The Bill is an all-out assault on the right to protest, brought in by a government that has consistently set out to undermine one of our most fundamental human rights. They say it is necessary to thwart disruption brought by protests like the Extinction Rebellion days of action which have brought London to a standstill. It is, they proffer, vital to grant the police these new powers to protect communities and business against the tyranny of protest. 

The reality, however, is a dystopian future in which the police move around with impunity, shutting down any meaningful challenge to a government that has proven over and over again it simply is not willing to listen or bend its agenda. It’s a future we got a brief glimpse into during the G7 summit in Cornwall earlier this month. 

Thousands of police officers from across the country flooded the rural county to protect world leaders as they met in Carbis Bay, just outside of St. Ives. The summit also saw protestors gather from inside and outside the county to try and pressure leaders into committing to make meaningful change on a number of issues including the sale of weapons, Palestine and the environment. 

Before the summit had even begun police arrested a group of activists on spurious conspiracy charges having discovered a loudhailer and a smoke flare on one of them. Across the weekend, police officers then raided and arrested activists at the Animal Rebellion camp in the county, including the unaffiliated landowner who was taken to Exeter police station – a two-hour drive out of the county. A coach full of Kashmiri people who had travelled from Derby to attend a protest organised by a coalition of groups and trade unions on Saturday (June 12) was stopped by police and not allowed to continue. 

Everywhere any form of dissent appeared, the police were also there. The new powers in the policing bill will make the highly securitised bubble around the G7 the norm. 

Many were hoping that the worst elements of the Bill – which was delayed in its passing through parliament following ‘unexpected backlash’ in the shape of sustained protests in the days after the police violence on Clapham Common – would at least be partially neutralised as it made its way through committee stage. After two months of sittings in committee, there were a total of just 18 amendments made to the Bill, with one new clause added. All were proposed by Government ministers and passed without division. Not a single opposition amendment was made to the Bill which next passes to the report stage, currently tentatively scheduled for just one day on July 5. 

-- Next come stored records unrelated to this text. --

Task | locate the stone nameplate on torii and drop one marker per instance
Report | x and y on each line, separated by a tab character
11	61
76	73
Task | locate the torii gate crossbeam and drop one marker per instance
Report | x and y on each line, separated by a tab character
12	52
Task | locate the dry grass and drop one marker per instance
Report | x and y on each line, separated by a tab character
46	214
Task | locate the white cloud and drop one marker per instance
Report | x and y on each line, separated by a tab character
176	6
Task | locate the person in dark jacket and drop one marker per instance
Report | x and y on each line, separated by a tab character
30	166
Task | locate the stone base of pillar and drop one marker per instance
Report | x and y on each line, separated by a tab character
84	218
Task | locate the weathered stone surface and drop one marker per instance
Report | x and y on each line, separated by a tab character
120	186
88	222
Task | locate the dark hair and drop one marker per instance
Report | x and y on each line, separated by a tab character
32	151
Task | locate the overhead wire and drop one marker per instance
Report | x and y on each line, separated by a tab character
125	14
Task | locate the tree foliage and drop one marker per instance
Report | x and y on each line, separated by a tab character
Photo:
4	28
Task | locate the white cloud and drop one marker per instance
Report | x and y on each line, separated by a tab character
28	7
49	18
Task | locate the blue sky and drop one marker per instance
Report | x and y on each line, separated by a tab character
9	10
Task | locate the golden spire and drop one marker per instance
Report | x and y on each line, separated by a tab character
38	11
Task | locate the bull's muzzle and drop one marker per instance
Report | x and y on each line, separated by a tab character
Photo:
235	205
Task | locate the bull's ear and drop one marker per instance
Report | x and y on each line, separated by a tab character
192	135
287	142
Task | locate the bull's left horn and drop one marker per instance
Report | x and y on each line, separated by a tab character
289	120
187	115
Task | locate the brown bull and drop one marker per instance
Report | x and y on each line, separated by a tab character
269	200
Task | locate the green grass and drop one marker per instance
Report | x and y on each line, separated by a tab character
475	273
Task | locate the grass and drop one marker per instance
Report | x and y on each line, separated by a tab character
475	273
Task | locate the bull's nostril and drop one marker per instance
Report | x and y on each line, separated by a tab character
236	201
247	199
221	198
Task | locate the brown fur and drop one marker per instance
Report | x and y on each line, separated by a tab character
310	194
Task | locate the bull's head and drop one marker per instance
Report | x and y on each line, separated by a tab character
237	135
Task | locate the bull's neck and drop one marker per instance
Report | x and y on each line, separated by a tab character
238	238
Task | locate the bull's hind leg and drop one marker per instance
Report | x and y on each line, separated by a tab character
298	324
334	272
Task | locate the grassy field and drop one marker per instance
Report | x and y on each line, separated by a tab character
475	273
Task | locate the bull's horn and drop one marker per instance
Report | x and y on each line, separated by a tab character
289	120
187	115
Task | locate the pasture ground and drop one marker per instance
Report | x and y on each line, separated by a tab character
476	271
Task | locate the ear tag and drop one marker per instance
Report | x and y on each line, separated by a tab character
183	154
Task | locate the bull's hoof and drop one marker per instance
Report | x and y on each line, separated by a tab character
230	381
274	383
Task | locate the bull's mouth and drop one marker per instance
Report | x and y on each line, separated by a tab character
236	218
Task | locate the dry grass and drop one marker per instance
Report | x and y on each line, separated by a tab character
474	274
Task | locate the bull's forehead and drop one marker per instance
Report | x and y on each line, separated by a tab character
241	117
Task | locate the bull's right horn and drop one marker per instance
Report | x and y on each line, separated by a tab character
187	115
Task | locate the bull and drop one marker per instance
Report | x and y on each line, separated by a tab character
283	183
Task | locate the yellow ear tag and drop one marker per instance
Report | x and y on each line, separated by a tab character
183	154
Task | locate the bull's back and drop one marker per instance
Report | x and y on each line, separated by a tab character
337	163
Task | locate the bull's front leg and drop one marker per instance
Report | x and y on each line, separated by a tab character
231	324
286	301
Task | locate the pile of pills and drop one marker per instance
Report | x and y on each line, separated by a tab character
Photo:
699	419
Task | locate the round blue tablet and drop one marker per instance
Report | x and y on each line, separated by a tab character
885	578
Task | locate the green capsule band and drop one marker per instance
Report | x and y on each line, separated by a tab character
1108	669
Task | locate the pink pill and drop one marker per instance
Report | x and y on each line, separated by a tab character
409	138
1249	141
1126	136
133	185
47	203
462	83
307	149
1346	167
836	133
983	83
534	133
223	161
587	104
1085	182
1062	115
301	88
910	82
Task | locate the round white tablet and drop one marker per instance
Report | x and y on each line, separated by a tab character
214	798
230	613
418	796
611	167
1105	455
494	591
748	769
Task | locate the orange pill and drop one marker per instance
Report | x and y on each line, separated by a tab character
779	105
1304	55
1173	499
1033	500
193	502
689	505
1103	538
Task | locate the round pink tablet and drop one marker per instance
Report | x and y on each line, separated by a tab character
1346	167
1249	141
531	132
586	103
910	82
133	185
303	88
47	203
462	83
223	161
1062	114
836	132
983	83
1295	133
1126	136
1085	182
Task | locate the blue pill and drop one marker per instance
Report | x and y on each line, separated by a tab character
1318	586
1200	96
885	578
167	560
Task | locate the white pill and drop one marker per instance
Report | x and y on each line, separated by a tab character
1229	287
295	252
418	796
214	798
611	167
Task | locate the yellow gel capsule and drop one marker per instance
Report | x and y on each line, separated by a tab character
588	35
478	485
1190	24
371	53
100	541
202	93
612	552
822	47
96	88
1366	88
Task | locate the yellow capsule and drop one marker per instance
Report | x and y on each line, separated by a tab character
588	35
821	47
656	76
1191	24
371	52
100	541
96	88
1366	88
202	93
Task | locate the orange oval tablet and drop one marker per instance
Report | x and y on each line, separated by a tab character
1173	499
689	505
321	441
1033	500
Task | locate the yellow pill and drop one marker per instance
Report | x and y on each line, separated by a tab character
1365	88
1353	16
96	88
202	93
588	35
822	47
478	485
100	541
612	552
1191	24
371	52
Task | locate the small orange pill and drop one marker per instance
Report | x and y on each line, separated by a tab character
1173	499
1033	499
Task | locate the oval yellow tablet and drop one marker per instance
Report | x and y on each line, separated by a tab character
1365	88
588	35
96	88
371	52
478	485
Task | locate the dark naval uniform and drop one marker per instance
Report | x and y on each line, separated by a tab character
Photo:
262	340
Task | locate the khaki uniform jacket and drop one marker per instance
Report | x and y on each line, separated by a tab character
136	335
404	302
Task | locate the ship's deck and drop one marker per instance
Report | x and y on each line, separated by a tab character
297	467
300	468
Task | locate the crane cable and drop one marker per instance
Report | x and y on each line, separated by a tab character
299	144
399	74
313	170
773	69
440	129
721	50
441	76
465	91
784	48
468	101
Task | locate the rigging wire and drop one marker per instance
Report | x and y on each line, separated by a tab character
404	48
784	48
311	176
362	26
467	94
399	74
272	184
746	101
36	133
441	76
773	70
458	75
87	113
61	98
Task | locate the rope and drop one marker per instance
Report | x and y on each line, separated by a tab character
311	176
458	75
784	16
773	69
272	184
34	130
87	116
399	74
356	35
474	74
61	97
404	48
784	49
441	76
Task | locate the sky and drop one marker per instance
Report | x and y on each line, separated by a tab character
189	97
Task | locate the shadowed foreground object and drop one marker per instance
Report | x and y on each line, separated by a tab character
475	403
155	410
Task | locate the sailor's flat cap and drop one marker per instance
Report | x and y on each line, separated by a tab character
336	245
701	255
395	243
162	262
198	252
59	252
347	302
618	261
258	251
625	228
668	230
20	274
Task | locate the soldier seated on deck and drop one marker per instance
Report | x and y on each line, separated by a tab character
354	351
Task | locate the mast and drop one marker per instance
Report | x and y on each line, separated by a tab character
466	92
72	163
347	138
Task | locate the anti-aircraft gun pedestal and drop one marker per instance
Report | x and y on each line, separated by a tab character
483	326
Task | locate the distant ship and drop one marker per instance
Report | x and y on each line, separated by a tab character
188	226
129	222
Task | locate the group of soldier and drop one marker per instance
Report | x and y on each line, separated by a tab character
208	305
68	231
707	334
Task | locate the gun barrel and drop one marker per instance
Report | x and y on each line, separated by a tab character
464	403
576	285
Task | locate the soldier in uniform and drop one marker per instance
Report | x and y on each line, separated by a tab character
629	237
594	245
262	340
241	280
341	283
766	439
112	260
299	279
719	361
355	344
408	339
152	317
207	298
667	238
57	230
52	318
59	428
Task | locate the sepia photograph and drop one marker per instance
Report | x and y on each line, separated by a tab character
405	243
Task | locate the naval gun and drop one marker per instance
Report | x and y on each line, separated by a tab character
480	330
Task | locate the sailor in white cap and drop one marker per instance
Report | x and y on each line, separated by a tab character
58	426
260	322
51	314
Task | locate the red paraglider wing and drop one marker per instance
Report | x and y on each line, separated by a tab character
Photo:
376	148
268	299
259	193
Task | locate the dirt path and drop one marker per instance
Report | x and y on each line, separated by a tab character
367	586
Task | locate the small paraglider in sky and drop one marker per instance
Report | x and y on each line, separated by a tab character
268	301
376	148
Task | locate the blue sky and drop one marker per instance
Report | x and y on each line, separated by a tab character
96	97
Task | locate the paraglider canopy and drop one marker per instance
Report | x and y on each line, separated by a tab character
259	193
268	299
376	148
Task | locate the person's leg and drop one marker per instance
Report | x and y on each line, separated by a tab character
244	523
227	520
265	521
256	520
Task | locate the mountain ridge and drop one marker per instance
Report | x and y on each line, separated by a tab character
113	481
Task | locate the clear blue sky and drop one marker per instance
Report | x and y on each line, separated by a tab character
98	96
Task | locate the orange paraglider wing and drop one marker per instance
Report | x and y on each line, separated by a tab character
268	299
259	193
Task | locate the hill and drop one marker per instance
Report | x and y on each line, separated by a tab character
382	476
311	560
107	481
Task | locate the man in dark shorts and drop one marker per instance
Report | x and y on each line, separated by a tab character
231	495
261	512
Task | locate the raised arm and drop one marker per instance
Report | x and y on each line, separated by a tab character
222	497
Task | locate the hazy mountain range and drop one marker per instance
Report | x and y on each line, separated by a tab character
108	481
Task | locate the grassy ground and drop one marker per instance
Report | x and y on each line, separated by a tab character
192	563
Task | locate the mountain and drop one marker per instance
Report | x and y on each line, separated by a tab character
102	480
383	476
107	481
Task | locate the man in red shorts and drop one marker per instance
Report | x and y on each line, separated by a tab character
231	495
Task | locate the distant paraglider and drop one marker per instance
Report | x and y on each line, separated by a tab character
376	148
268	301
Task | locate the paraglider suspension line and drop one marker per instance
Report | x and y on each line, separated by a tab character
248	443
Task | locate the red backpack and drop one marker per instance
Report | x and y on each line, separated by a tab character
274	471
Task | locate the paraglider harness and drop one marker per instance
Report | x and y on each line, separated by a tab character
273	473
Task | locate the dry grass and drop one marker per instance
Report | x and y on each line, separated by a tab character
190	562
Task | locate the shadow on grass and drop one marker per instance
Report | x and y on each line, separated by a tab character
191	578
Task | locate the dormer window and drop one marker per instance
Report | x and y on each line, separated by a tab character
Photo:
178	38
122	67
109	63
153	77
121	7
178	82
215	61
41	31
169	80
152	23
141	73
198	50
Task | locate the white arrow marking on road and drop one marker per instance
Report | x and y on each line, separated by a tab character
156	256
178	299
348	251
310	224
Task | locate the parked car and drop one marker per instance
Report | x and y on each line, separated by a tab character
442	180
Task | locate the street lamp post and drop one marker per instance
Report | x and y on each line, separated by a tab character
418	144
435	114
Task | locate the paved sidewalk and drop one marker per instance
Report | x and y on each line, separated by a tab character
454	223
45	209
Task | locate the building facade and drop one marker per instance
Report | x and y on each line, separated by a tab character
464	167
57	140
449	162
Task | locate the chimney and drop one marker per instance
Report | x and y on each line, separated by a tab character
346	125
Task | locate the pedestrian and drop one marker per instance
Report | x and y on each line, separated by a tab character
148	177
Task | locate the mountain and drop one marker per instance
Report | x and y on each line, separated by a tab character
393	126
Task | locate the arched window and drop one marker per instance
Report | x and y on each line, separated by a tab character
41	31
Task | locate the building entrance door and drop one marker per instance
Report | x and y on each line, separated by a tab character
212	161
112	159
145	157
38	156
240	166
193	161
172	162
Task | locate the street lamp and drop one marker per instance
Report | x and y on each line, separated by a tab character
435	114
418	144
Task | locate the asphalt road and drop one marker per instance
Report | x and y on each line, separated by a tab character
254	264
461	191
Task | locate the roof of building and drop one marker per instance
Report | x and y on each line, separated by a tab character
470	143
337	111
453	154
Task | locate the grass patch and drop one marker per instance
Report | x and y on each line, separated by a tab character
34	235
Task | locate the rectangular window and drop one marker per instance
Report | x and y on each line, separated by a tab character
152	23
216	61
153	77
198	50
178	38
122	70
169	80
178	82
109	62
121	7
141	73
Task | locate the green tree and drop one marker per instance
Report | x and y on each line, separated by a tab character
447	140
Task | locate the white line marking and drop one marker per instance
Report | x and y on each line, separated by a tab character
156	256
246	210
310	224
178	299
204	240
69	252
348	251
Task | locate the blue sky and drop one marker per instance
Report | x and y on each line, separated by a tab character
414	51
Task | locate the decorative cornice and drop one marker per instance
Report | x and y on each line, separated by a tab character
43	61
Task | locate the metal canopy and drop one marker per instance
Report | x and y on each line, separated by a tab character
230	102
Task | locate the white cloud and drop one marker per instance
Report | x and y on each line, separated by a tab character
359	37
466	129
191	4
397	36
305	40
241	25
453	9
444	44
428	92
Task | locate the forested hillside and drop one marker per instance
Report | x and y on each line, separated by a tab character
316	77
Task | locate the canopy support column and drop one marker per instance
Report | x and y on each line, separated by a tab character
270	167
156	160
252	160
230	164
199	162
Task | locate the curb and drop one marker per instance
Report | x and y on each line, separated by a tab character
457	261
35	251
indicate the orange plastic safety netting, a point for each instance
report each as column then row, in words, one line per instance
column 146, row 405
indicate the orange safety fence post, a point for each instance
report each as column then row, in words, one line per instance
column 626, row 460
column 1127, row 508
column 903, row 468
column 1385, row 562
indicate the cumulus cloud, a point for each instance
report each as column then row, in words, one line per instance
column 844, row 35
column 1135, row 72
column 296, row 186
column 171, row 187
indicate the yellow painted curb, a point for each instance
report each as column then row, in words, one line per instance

Yet as the Government looks to squash our fundamental right to protest, the courts are reasserting it. Just this morning, as many began to try and dissect the limited impact committee stage amendments have had on the Bill, news emerged from the Supreme Court that a group of protestors who blocked access to the 2017 DSEI arms fair at the Excel centre in East London were successful in their appeal. The court held that their right to protest, as enshrined within the convention, meant their actions were lawful, despite causing ‘more than minimal disruption’. 

What’s clear is that the law is increasingly on the side of protest. It is our inalienable right to gather, disrupt and demonstrate in an effort to effect change. What’s also clear is that without determined protest, the Government, and Parliament more widely, will push forward with the policing Bill, and strip away those rights.

This Saturday (June 26), as we approach the next stage of the Bill’s passage, a protest is once again planned for central London in an effort to Kill the Bill. It is beholden upon all of us who wish to fight for a better world to do everything that we can to stop this bill.